[Python] Spides

Source: Internet
Author: User
Tags response code domain server

Summary: This article will cover the various exercises and knowledge involved in Python-based crawlers, including HTTP protocols, cookies, etc.

?

Tool fiddler

Python does not use a proxy by default, so fiddler cannot intercept its package. If you want to use fiddler to analyze Python's network access, you need to set up the proxy in Python programming

Python does not use proxy by default, so fiddler cannot intercept its network traffic. Need to change the Python program a little. Here is another the thread on the see Proxy for Python programs.

?

Reference:

[1] Fiddler how to capture HTTP access in Python3

[2] Fiddler-doesnt-capture-python-http-request & Proxy with URLLIB2

[3] Fiddler Tutorial

?

HTTP protocol

HTTP is an abbreviation for the Hyper Text Transfer Protocol (Hypertext Transfer Protocol). is the transfer protocol used to transfer hypertext to the local browser from the WWW server.

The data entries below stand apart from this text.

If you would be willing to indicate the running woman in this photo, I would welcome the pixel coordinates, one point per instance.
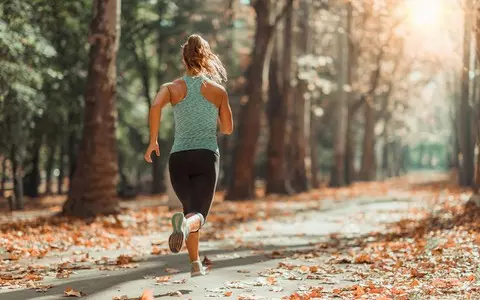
(200, 107)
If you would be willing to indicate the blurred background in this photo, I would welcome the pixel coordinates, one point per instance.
(324, 92)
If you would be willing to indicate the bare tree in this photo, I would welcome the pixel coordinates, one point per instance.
(93, 187)
(242, 185)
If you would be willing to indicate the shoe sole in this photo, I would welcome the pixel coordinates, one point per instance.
(176, 239)
(197, 274)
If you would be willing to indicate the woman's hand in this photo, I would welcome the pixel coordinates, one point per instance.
(152, 147)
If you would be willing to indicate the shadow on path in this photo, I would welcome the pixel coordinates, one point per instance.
(99, 281)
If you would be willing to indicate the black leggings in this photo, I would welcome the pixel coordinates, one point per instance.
(194, 175)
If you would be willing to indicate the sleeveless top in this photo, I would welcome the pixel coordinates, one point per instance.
(195, 119)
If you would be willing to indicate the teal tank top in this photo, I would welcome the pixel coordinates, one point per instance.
(195, 119)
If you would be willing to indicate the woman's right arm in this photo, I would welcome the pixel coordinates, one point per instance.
(160, 101)
(225, 115)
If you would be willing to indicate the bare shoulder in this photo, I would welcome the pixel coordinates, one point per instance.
(215, 88)
(178, 83)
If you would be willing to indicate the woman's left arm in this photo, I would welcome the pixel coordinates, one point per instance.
(160, 101)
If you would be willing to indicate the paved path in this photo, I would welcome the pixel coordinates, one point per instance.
(240, 269)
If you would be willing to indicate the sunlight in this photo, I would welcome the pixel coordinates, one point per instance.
(424, 13)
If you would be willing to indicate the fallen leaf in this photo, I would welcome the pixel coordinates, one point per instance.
(414, 283)
(304, 269)
(33, 277)
(147, 295)
(124, 259)
(163, 279)
(158, 251)
(172, 271)
(363, 259)
(69, 292)
(276, 289)
(176, 294)
(43, 288)
(207, 262)
(227, 293)
(359, 291)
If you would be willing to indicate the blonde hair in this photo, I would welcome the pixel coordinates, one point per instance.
(200, 59)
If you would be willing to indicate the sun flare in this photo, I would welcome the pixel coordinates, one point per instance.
(425, 13)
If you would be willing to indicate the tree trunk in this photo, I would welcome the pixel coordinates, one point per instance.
(3, 180)
(301, 117)
(338, 169)
(466, 147)
(225, 140)
(31, 181)
(350, 173)
(314, 150)
(156, 174)
(49, 168)
(367, 172)
(61, 167)
(242, 185)
(17, 177)
(72, 154)
(300, 180)
(93, 186)
(278, 103)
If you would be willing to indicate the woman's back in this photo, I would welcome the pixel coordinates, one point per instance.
(195, 115)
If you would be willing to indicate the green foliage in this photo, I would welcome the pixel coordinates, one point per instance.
(24, 56)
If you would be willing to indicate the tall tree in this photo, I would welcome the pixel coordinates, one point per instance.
(301, 116)
(278, 103)
(337, 177)
(465, 111)
(93, 187)
(242, 185)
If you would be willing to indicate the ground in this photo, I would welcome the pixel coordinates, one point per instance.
(408, 238)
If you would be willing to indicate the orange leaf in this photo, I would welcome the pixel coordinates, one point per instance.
(304, 269)
(69, 292)
(162, 279)
(271, 280)
(414, 283)
(124, 259)
(33, 277)
(147, 295)
(359, 291)
(206, 261)
(363, 259)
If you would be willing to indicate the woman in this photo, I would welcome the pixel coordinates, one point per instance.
(200, 104)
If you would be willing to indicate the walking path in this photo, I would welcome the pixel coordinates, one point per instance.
(303, 251)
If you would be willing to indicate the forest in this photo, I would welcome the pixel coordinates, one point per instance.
(324, 93)
(353, 171)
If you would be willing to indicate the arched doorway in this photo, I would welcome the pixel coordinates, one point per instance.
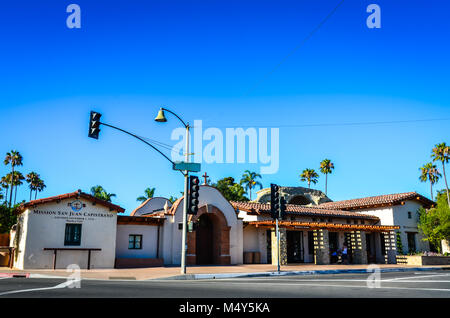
(204, 240)
(210, 242)
(299, 200)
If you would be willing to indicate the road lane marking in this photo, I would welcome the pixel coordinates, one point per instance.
(414, 277)
(63, 285)
(346, 286)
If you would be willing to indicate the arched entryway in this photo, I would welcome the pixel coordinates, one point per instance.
(299, 200)
(209, 244)
(204, 240)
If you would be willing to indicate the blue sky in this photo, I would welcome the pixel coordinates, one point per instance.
(217, 61)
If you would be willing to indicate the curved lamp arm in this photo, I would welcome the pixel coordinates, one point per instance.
(185, 125)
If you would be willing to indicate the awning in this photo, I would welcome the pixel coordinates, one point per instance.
(327, 226)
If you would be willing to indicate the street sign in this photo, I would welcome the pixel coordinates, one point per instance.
(189, 166)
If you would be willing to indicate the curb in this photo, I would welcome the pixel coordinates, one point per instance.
(295, 273)
(14, 275)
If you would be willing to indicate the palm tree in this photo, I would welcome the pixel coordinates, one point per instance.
(33, 181)
(172, 199)
(441, 152)
(17, 181)
(429, 172)
(15, 159)
(5, 185)
(309, 175)
(326, 167)
(39, 188)
(249, 181)
(149, 193)
(101, 193)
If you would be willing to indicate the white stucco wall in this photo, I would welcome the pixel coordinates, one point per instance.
(398, 215)
(45, 228)
(149, 241)
(409, 225)
(154, 205)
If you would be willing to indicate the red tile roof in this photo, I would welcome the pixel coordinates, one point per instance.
(333, 226)
(264, 208)
(72, 195)
(377, 201)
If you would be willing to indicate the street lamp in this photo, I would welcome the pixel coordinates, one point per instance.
(161, 118)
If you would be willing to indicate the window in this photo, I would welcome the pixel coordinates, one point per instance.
(411, 242)
(310, 243)
(135, 242)
(73, 235)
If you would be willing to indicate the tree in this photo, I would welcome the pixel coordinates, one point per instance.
(4, 183)
(17, 178)
(430, 173)
(101, 193)
(441, 152)
(249, 181)
(149, 193)
(230, 190)
(435, 223)
(14, 158)
(7, 218)
(309, 175)
(326, 167)
(33, 181)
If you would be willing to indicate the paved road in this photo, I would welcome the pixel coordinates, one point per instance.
(433, 284)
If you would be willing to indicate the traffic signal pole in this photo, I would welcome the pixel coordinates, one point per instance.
(278, 246)
(186, 190)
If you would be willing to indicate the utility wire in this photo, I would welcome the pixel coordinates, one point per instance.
(373, 123)
(296, 48)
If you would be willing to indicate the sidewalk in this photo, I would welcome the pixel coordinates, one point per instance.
(209, 272)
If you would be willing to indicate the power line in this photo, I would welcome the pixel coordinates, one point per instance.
(296, 48)
(374, 123)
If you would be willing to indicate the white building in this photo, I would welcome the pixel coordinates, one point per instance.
(76, 225)
(74, 228)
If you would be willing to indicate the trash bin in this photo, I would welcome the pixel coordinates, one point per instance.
(256, 258)
(248, 257)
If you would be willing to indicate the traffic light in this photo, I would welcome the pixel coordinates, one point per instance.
(194, 186)
(282, 208)
(94, 125)
(274, 201)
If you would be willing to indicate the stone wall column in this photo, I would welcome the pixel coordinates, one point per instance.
(359, 252)
(283, 247)
(390, 240)
(321, 247)
(378, 249)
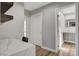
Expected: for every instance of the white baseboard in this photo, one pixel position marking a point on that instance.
(49, 49)
(69, 41)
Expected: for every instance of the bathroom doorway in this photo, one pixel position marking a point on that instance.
(66, 30)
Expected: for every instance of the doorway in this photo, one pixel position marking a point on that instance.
(66, 30)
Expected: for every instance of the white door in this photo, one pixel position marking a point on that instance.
(36, 29)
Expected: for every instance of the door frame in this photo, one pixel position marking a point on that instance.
(41, 15)
(56, 21)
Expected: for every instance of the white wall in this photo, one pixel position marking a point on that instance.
(49, 26)
(13, 28)
(28, 25)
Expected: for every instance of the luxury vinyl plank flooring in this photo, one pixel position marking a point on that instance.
(43, 52)
(67, 50)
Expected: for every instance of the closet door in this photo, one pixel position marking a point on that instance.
(36, 29)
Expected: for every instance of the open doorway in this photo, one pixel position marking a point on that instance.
(66, 30)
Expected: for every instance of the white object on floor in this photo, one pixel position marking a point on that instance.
(15, 47)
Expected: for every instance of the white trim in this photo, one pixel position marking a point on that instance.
(76, 50)
(49, 49)
(70, 41)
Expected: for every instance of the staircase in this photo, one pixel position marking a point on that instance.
(5, 6)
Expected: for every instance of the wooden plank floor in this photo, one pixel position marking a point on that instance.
(43, 52)
(67, 50)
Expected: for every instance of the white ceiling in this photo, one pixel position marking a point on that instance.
(34, 5)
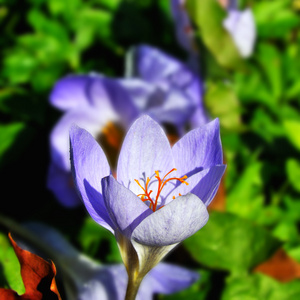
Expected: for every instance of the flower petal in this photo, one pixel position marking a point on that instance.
(173, 223)
(89, 166)
(71, 91)
(154, 65)
(203, 184)
(60, 182)
(199, 149)
(139, 90)
(125, 209)
(176, 109)
(85, 117)
(145, 150)
(117, 98)
(168, 278)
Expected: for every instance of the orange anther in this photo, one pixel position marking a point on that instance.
(161, 183)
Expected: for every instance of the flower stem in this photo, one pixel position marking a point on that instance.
(132, 288)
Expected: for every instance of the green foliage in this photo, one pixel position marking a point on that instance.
(208, 16)
(10, 276)
(228, 242)
(198, 291)
(258, 286)
(257, 101)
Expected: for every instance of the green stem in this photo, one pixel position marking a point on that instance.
(13, 227)
(132, 288)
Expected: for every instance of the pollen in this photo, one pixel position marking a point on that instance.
(146, 195)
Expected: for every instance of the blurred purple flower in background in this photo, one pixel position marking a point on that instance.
(85, 279)
(164, 88)
(240, 25)
(183, 179)
(159, 85)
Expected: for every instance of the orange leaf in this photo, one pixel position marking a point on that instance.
(38, 277)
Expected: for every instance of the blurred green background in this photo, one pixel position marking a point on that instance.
(257, 101)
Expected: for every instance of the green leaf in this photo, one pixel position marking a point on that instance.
(265, 126)
(228, 242)
(258, 287)
(221, 101)
(293, 172)
(269, 59)
(292, 128)
(246, 198)
(96, 240)
(209, 16)
(274, 19)
(198, 291)
(14, 137)
(10, 276)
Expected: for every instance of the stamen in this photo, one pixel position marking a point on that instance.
(161, 183)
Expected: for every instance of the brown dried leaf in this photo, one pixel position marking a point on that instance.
(38, 277)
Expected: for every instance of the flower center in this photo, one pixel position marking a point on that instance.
(146, 196)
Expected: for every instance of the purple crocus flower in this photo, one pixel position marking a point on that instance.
(100, 105)
(240, 24)
(160, 86)
(85, 279)
(160, 195)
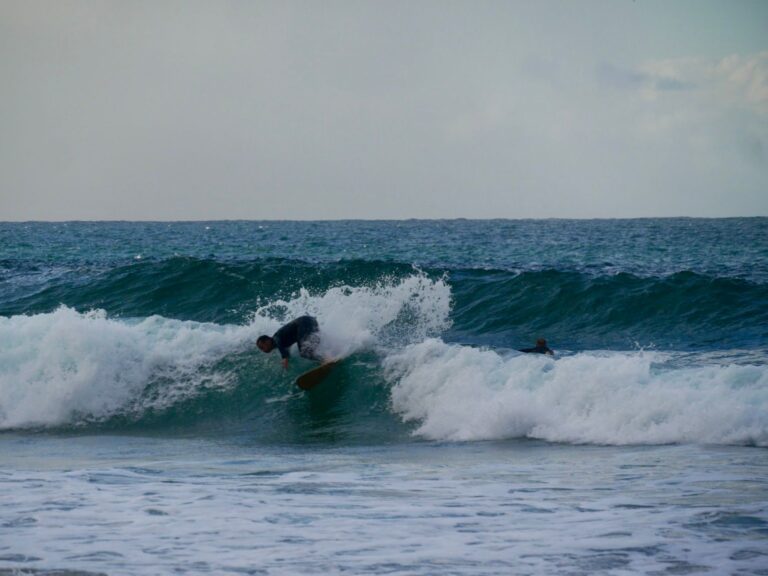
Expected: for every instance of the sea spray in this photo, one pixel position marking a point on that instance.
(456, 392)
(66, 366)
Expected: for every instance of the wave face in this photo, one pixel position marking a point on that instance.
(660, 327)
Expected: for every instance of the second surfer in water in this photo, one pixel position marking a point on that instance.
(540, 348)
(303, 331)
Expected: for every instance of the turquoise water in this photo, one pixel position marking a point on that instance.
(143, 433)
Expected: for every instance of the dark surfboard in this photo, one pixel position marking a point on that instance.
(310, 379)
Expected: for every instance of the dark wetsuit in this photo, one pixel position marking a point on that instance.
(302, 331)
(538, 350)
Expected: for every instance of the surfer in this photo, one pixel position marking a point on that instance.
(540, 348)
(303, 331)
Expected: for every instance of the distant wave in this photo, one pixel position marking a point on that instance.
(492, 307)
(88, 370)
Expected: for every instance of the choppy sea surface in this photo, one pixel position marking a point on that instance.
(141, 431)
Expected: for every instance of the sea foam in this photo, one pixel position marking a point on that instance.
(457, 392)
(68, 367)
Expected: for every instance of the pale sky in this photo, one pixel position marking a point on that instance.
(318, 109)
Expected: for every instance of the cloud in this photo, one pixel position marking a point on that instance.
(737, 81)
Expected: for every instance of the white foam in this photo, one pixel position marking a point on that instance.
(461, 393)
(66, 367)
(352, 318)
(62, 366)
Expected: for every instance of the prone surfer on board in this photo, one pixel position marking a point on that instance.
(540, 348)
(302, 331)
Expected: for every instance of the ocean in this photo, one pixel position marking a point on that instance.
(142, 432)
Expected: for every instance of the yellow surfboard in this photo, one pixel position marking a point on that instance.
(310, 379)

Request Response Model for HTTP

This limits the use of the HTTP protocol, which cannot be implemented when the client does not initiate a request, the server pushes the message to the client.

The HTTP protocol is a stateless protocol, and there is no correspondence between this request and the last request of the same client.

Work flow

An HTTP operation is called a transaction, and its working process can be divided into four steps:

1) First the client and the server need to establish a connection. As soon as you click on a hyperlink, the HTTP work begins.

2) After the connection is established, the client sends a request to the server in the form of a Uniform Resource Identifier (URL), protocol version number, followed by MIME information including the request modifier, client information, and possible content.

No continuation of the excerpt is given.